Au nord de la Corne d'Or, la ville change de registre. La tour de Galata, bâtie par des marchands génois en 1348, domine un quartier de ruelles raides qui montent vers l'avenue Istiklal et son tramway rouge historique. Le Grand Bazar et le Bazar aux épices restent sur la vieille presqu'île, tous deux fermés le dimanche. La mosquée de Soliman, œuvre de Sinan, offre la meilleure vue gratuite sur la Corne. Balat et Fener, plus haut sur la rive, sont plus calmes : maisons colorées, fils à linge et escaliers plutôt que boulevards. La rive asiatique est à vingt minutes de bac, et Kadıköy avec le quartier de Moda est l'endroit où la ville cesse de jouer pour les visiteurs.
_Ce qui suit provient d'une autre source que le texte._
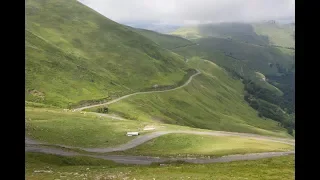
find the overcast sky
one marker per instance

En pratique : les mosquées ferment aux visiteurs pendant les cinq prières et plus longtemps autour du vendredi midi, il faut le prévoir. Épaules et genoux couverts, les femmes se couvrent les cheveux d'un foulard remis à l'entrée, les chaussures s'enlèvent. Le Museum Pass devient rentable à partir du troisième site ; l'Istanbulkart couvre bacs, tramways et funiculaires et se prend dès l'arrivée. Avril-juin et septembre-octobre sont les mois pour marcher. En juillet et août, les files à Sainte-Sophie et à Topkapı sont les plus longues de l'année et seul le petit matin reste supportable.